Cyber research lacks agenda, leadership, info sharing, GAO says
US advancements in cybersecurity research and development (R&D) face key obstacles, including the lack of a national R&D agenda, weak leadership, and little R&D information sharing, congressional investigators concluded recently.
The Government Accountability Office (GAO) recommended that the director of the White House Office of Science and Technology Policy (OSTP) tackle these challenges through its Subcommittee on Networking and Information Technology Research and Development (NITRD)--the interagency council that holds federal responsibility for providing leadership on R&D issues--in its report, Cybersecurity: Key Challenges Need to Be Addressed to Improve Research and Development, released publicly Tuesday.
NITRD should "exercise its leadership responsibilities by taking several actions, including developing a national agenda, and establishing and utilizing a mechanism to keep track of federal cybersecurity R&D funding," the GAO report stated.
The GAO report highlighted challenges in bolstering cybersecurity R&D in the public and private sectors. First and foremost, the US government does not have a set of overarching R&D goals to guide its efforts, the agency said. Such a national R&D agenda would guide investments to solve specific problems.
NITRD also must prioritize cybersecurity R&D across all sectors of critical infrastructure to ensure national goals are met with a national R&D agenda, GAO added.
The White House itself has prescribed these activities in the National Strategy to Secure Cyberspace, which tasked OSTP with managing the production of a cybersecurity R&D agenda annually to specify near-term goals of up to 3 yeaers, mid-term goals of 3-5 years, and long-term goals of 5 or more years.
"Although OSTP has taken initial steps toward developing such an agenda, one does not currently exist," the GAO report stated. "OSTP and Office of Management and Budget officials stated that they believe an agenda is contained in existing documents; however, these documents are either outdated or lack appropriate detail. Without a current national cybersecurity R&D agenda, the nation is at risk that agencies and private sector companies may focus on their individual priorities, which may not be the most important national research priorities."

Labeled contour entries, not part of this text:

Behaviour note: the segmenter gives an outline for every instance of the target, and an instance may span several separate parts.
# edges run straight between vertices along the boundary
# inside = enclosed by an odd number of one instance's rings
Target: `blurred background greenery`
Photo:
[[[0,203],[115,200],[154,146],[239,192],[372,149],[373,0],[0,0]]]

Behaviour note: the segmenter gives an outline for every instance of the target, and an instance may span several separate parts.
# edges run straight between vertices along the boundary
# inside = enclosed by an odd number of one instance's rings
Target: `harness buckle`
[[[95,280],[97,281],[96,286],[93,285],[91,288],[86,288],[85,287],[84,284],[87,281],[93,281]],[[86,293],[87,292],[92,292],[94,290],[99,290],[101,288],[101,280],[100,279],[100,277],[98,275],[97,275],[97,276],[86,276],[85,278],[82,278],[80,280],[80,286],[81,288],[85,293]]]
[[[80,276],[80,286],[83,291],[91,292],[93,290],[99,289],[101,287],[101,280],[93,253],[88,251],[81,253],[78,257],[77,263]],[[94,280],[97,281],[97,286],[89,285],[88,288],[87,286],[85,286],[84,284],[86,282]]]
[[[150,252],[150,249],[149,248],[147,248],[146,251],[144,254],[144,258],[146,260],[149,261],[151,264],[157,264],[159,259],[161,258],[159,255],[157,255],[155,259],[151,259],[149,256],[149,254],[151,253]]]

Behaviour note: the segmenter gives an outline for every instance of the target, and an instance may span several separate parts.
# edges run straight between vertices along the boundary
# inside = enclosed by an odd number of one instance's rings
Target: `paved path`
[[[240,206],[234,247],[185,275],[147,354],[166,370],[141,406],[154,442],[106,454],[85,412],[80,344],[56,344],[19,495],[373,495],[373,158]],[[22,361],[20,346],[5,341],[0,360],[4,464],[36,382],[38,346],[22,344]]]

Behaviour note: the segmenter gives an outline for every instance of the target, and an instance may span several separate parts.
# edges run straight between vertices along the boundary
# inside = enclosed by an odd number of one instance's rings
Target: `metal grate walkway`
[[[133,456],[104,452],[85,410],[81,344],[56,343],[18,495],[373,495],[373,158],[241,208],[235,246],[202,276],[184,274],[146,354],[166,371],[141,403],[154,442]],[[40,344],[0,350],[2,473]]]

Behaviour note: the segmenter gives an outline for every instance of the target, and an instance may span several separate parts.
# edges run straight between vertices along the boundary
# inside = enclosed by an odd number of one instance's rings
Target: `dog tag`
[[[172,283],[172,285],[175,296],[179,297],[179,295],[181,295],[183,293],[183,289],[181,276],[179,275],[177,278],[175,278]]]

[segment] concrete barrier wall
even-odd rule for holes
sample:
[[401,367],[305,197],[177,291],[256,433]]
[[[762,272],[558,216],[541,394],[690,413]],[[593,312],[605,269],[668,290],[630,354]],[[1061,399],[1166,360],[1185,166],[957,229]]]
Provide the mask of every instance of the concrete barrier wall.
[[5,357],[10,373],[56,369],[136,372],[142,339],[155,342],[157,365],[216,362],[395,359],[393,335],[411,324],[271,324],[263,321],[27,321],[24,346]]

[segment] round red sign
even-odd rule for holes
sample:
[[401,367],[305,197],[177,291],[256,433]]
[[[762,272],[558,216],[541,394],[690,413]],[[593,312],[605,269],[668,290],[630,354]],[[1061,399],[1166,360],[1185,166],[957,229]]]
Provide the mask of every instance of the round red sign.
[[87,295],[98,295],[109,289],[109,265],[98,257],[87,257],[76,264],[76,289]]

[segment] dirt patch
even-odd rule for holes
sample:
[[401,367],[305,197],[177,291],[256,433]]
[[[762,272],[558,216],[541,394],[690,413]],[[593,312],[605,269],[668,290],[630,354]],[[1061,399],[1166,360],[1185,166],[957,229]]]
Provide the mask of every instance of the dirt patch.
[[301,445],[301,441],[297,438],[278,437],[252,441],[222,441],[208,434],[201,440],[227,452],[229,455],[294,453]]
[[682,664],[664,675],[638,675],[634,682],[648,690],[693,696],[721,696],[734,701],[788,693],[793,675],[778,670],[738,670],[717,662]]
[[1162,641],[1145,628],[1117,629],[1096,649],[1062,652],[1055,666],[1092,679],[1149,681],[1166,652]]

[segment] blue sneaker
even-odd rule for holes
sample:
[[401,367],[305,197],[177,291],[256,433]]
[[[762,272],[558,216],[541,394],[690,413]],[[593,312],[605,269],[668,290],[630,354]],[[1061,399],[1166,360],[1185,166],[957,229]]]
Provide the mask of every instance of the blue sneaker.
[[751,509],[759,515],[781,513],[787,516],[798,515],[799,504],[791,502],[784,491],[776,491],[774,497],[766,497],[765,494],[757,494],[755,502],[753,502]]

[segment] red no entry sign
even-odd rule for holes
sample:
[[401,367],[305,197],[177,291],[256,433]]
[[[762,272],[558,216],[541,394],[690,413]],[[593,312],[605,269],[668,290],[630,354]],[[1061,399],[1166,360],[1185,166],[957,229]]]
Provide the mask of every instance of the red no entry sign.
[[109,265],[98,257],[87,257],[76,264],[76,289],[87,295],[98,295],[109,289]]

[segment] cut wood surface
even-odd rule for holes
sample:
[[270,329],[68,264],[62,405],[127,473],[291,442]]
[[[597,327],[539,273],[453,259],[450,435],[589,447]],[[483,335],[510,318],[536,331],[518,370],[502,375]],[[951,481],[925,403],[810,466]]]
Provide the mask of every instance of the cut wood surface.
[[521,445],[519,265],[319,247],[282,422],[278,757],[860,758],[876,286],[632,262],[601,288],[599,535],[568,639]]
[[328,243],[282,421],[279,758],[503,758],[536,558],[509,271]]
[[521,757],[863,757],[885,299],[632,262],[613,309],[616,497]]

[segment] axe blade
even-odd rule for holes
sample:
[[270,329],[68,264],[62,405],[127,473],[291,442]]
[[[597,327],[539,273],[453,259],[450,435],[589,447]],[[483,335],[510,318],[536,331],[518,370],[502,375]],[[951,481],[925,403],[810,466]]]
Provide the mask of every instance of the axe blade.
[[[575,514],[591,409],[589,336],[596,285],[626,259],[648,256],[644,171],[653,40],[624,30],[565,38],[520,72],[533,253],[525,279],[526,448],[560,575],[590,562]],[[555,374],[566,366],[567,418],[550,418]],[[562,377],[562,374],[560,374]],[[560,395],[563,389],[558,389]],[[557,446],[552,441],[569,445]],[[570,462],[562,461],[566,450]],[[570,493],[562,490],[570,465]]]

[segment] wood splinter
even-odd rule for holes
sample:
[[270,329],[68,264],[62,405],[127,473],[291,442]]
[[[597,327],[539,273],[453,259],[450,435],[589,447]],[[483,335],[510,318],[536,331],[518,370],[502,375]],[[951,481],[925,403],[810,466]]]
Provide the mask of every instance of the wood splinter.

Furthermore, NITRD has not exercised its leadership responsibilities in cybersecurity R&D, the report criticized. Cybersecurity authorities and a presidential advisory committee have underscored this lack of leadership, which has led to a failure to provide federal agencies with any direction in their cybersecurity R&D efforts.
Finally, the federal government does not have a database to track federally funded cybersecurity R&D, although Congress mandated the development of one in the E-Government Act of 2002 (Public Law 107-347), the report noted.
"Without a mechanism to track all active and completed cybersecurity R&D initiatives, federal researchers and developers as well as private companies lack essential information about ongoing and completed R&D. Moreover, without a process for industry and government to share cybersecurity R&D information, the nation is at risk of having unforeseen gaps," the report said.
OSTP responded that it did indeed have a plan, known as the Federal Plan for Cybersecurity and Information Assurance Research and Development, but that it would work to update that plan in the coming months.
The office further defended NITRD's efforts to develop a federal R&D funding database and to stand up mechanisms by which to coordinate information with the private sector, saying NITRD was exploring the establishment of a funding dashboard in collaboration with the National Science Foundation and the Office of Management and Budget.